Albert Lortzing, einst höchst populär, spielt im heutigen Opernbetrieb kaum mehr eine Rolle. Für Kinder wird nun seine „Undine“ ins Staatsopernzelt verpflanzt. Geht Lortzing plötzlich wieder? Und das Märchen von Undine? Dirigent Johannes Wildner: „Vielleicht sollte man noch die dritte Frage stellen: Oper? Dann sind es leichte Fragen: Oper ist jene Kunstform, bei der die meisten verschiedenen künstlerischen Ausdrucksformen miteinander verknüpft werden, Musik und Gesang, Tanz, Architektur, Bühnenbild, Kostüme. Keine anderen Kunstform bedient so viele Empfindungen des Menschen, lässt ihn eintauchen in ein großes Reich der Fantasie. Lortzing steht an den Anfängen der deutschen romantischen Oper. Ohne ihn ist Wagner nicht zu denken. Wenn uns seine Welt heute lieblich oder naiv erscheint, dann scheint mir das auf einen grundsätzlichen Defekt unserer Betrachtungsweise der deutschen Romantik zurückzuführen zu sein: Diese Epoche war weder lieblich noch naiv!“

Die Wahrheit über die Romantik

Woher dieser Defekt rührt? „Der Nationalsozialismus hat uns einen bestimmten Blick auf diese Kunstepoche aufgezwungen und anerzogen. Darunter leidet unsere gesamte Sicht auf die deutsche Romantik, auf Schumann und Mendelssohn, auf E. T. A. Hoffmann und Eichendorff.“
Wobei, so Wildner weiter, dieses Aufgezwungene zwar vorbei sei, das Anerzogene stecke freilich noch für Generationen in uns: „Wir müssen an der Wiederherstellung der wirklichen Gestalt der Kunst der nachnapoleonischen Zeit arbeiten.“

„Undine“ handelt von der Unvereinbarkeit zweier Welten.
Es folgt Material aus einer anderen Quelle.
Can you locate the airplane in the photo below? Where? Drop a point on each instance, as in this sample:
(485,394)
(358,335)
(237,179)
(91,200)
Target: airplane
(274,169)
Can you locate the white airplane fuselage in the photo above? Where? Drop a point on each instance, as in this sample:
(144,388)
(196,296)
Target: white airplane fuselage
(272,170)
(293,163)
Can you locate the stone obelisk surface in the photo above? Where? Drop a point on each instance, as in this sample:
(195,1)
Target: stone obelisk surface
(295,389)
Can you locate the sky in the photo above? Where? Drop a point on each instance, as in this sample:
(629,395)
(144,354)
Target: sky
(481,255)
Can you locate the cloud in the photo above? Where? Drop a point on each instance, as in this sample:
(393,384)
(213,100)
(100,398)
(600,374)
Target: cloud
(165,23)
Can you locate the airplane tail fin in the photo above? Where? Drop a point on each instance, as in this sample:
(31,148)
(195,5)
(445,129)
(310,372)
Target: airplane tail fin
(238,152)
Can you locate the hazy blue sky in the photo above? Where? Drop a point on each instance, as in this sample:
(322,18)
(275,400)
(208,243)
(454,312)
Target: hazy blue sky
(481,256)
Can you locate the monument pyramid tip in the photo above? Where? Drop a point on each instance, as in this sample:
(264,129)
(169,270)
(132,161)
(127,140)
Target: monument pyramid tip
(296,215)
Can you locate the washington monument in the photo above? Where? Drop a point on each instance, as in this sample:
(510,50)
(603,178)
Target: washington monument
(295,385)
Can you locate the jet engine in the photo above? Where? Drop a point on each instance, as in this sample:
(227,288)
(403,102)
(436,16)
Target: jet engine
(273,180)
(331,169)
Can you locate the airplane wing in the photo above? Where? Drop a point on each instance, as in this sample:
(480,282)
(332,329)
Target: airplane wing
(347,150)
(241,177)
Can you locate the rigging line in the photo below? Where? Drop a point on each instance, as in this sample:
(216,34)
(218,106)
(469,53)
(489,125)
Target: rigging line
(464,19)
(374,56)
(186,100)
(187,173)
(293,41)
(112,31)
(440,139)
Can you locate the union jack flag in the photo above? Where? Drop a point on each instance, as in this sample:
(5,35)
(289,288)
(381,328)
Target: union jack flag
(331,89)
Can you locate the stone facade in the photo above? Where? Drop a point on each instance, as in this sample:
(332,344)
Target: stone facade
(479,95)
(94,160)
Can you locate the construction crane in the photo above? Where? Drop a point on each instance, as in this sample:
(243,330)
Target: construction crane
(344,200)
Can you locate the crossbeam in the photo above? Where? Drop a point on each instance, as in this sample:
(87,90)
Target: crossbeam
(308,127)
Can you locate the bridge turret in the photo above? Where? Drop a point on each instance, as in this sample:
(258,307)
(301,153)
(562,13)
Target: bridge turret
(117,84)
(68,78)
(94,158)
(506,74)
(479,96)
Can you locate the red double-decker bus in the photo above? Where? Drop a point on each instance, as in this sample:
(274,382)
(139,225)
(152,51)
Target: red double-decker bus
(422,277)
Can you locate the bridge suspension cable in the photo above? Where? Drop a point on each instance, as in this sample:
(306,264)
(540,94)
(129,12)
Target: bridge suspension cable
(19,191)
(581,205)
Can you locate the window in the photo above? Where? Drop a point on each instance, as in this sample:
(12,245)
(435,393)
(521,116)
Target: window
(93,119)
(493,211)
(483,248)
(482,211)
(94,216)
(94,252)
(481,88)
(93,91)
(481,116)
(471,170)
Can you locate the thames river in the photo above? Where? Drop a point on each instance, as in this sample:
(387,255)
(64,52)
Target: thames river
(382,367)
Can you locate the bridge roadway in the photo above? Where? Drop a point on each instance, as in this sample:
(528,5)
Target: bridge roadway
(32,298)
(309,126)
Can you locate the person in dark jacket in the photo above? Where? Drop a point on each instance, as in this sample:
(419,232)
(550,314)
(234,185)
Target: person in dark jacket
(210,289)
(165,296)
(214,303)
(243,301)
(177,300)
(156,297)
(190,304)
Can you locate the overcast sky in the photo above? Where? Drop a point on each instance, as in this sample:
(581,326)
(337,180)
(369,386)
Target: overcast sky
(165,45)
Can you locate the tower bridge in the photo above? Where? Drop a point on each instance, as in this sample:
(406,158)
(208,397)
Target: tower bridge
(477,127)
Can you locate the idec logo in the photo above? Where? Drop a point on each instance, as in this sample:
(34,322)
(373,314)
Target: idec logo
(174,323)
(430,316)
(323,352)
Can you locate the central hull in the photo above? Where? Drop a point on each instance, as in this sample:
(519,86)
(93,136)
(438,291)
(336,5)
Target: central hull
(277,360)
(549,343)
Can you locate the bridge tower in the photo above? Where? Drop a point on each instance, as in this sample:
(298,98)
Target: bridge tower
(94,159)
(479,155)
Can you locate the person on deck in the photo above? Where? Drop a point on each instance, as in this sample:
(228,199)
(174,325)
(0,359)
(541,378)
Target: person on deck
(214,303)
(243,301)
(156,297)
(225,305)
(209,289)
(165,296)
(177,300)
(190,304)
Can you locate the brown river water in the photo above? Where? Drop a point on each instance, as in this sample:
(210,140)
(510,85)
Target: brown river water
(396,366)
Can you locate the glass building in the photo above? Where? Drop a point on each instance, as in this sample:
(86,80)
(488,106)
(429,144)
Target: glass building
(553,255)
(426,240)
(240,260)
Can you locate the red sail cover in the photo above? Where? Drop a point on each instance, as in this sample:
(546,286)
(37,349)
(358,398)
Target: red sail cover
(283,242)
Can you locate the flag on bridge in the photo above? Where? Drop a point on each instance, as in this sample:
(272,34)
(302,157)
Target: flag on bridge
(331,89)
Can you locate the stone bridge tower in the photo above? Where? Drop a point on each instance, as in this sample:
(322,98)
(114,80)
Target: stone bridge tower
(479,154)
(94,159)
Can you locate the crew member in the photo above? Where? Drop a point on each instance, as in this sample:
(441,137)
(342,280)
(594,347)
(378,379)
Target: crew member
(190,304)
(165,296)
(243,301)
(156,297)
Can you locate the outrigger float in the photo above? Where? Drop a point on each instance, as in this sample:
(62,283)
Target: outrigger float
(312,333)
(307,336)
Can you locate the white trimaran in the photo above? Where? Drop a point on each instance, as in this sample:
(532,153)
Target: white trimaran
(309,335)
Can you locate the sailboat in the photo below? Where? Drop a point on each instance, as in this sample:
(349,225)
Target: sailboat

Wildner: „Unsere Gegenwart leidet permanent und überall an Unvereinbarkeiten verschiedener Welten. Lortzings Oper zeigt die Abgründe der menschlichen Seele, die sich auftun, wenn man versucht, so eine Unvereinbarkeit zu missachten.“

Damit sei das Stück für Kinder wie Erwachsene gleichermaßen geeignet. Kinder, meint Wildner, brauchten keine „anderen Kunstwerke als Erwachsene“. Nötig sei lediglich eine spezielle Präsentationsform: „Das ist wie mit der Nahrung. Kinder brauchen keine andere Nahrung als Erwachsene, aber eine andere Form der Darreichung.“

So wird „Undine“ nur etwa eine Stunde dauern. Sie wurde nicht einfach gekürzt. Vielmehr hat der Komponist Tristan Schulze, „der viel Erfahrung mit der kindlichen Seele und ihren Bedürfnissen nach Kunst hat“, die Geschichte neu erzählt. „Einfach, klar, schnörkellos“ nennt der Dirigent die neue Partitur. Schulze habe „einerseits das thematische Material von Lortzing herangezogen, andrerseits auch eigene Ideen eingebracht“. Ohne Dialoge wird man dennoch der Handlung besser folgen können als im Original, „denn der Handlungsstrang ist linear freigelegt, nicht vielfältig verworren und kompliziert – ein Problem mancher Oper, nicht nur aus dieser Epoche!“

Ganz nah dran an den Geistern

Die Enge des Kinderzelts betrachtet Wildner als Vorteil: „Sie führt die Besucher ganz nah ans Geschehen. Regisseur Alexander Medem nützt diese Situation gekonnt aus. Er inszeniert ,Undine‘ poetisch, ästhetisch, spannend, feinfühlig, sehr detailliert in der Personenführung und in jeder Phase enorm kindgerecht. Bisweilen hat man den Eindruck, dass man selbst ganz nass wird, wenn man mit Kühleborn, dem Fürsten des Meeres, hinabtaucht in die Fluten.“

Zur Person

Johannes Wildner, gebürtiger Steirer, war nach seinem Studium Mitglied der Wiener Philharmoniker, wechselte auf das Dirigentenpodium und leitete unter anderem die Neue Philharmonie Westfalen. Er dirigiert die Premiere „Undine“ im Kinderzelt auf dem Staatsoperndach am 18. April (Regie: Alexander Medem, Fassung: Trstian Schulze). www.staatsoper.at

("Die Presse", Print-Ausgabe, 17.04.2015)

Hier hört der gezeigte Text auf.